Not sure of your desired "final output" but below is the pseudo code how I
solved a similar problem with pig and python.
Use PigStorage with new-line as the delimiter (or whatever you are using to
denote a new line) in order to throw PIG a "fakie" and have it load the whole
line as the tuple.
tv_in = load '$tv_in_path' using PigStorage('\n') as (line:chararray);
Pass each line to a python UDF
tv_in2 = foreach tv_in generate udf.explode_tv(line);
That gets the whole line into the python UDF so that you can do your custom
parsing.
Since you don't know the total number of item:minute pairs you are going to
have to decide what you want to return.
You could do a bag of item:minute pairs something like:
R:bag{T:tuple(timestamp, userid, channeled, total_duration,
itemids:bag{iT:tuple(itemid, minutes)} or you could create a tuple for each
item:minute pair: R:bag{T:tuple(timestamp, userid, channeled, total_duration,
itemid, minutes)}.
Hope this helps.
Will Duckworth Senior Vice President, Software Engineering | comScore,
Inc.(NASDAQ:SCOR)
o +1 (703) 438-2108 | m +1 (301) 606-2977 | mailto:[email protected]

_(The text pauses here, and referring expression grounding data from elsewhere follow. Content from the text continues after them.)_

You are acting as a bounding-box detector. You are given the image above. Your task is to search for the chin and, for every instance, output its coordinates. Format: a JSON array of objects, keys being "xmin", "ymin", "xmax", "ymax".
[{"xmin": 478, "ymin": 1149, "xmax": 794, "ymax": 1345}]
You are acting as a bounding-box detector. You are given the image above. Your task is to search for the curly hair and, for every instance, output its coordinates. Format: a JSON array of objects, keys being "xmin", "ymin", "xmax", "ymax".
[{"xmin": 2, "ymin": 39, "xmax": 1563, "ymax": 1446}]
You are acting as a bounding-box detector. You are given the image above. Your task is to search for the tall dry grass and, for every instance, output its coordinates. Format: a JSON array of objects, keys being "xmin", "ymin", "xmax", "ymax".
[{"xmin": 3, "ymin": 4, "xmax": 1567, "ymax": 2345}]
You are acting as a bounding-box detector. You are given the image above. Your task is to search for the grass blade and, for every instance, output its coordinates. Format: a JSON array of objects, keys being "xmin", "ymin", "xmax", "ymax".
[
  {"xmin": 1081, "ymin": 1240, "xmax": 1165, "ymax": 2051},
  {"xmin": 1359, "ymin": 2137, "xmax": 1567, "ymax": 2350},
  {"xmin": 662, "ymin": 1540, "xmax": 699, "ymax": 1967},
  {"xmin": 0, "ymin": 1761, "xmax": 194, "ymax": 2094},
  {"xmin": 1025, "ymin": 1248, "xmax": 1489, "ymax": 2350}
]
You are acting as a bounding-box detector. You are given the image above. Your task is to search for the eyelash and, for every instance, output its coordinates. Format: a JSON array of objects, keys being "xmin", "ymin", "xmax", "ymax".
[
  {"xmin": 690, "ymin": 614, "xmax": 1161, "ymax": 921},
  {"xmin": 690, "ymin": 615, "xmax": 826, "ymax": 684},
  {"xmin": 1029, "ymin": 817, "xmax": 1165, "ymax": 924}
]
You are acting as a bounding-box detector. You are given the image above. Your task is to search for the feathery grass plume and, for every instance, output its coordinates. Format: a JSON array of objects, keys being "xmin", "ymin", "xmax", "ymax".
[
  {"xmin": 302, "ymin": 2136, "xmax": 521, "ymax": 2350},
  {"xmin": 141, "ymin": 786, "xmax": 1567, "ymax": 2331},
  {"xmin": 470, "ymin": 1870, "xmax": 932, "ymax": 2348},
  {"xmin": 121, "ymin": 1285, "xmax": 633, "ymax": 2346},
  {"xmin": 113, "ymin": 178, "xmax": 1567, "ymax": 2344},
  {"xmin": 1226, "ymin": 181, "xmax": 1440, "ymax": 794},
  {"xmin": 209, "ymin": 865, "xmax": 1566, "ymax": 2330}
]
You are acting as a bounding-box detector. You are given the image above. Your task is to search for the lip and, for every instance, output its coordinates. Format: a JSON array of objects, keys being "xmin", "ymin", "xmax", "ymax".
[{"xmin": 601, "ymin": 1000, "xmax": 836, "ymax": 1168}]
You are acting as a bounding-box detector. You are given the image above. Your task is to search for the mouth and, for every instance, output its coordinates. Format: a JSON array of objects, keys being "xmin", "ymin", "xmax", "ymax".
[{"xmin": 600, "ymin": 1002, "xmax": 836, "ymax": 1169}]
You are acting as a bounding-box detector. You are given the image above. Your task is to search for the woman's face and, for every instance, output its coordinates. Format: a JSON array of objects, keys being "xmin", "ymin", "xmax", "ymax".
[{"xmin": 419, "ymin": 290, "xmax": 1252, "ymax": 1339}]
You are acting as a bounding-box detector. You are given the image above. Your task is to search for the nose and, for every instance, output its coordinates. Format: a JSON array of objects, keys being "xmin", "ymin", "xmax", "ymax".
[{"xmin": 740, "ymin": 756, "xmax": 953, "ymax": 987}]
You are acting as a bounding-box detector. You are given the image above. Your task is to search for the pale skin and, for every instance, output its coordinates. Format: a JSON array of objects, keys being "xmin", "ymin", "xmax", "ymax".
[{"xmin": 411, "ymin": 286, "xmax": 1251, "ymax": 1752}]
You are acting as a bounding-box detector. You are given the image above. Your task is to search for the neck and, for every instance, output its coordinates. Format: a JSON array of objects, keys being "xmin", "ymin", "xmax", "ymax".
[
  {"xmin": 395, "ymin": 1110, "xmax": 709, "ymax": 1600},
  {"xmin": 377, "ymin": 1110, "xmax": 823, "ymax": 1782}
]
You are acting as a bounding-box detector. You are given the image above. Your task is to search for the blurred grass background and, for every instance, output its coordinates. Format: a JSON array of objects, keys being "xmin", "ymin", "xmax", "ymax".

.....................................................................................................
Introducing Mobile Metrix 2.0 - The next generation of mobile behavioral
measurement
www.comscore.com/MobileMetrix
-----Original Message-----
From: Dan Brickley [mailto:[email protected]]
Sent: Thursday, July 05, 2012 4:21 PM
To: [email protected]
Subject: Simple .py custom loader for slightly-nested input?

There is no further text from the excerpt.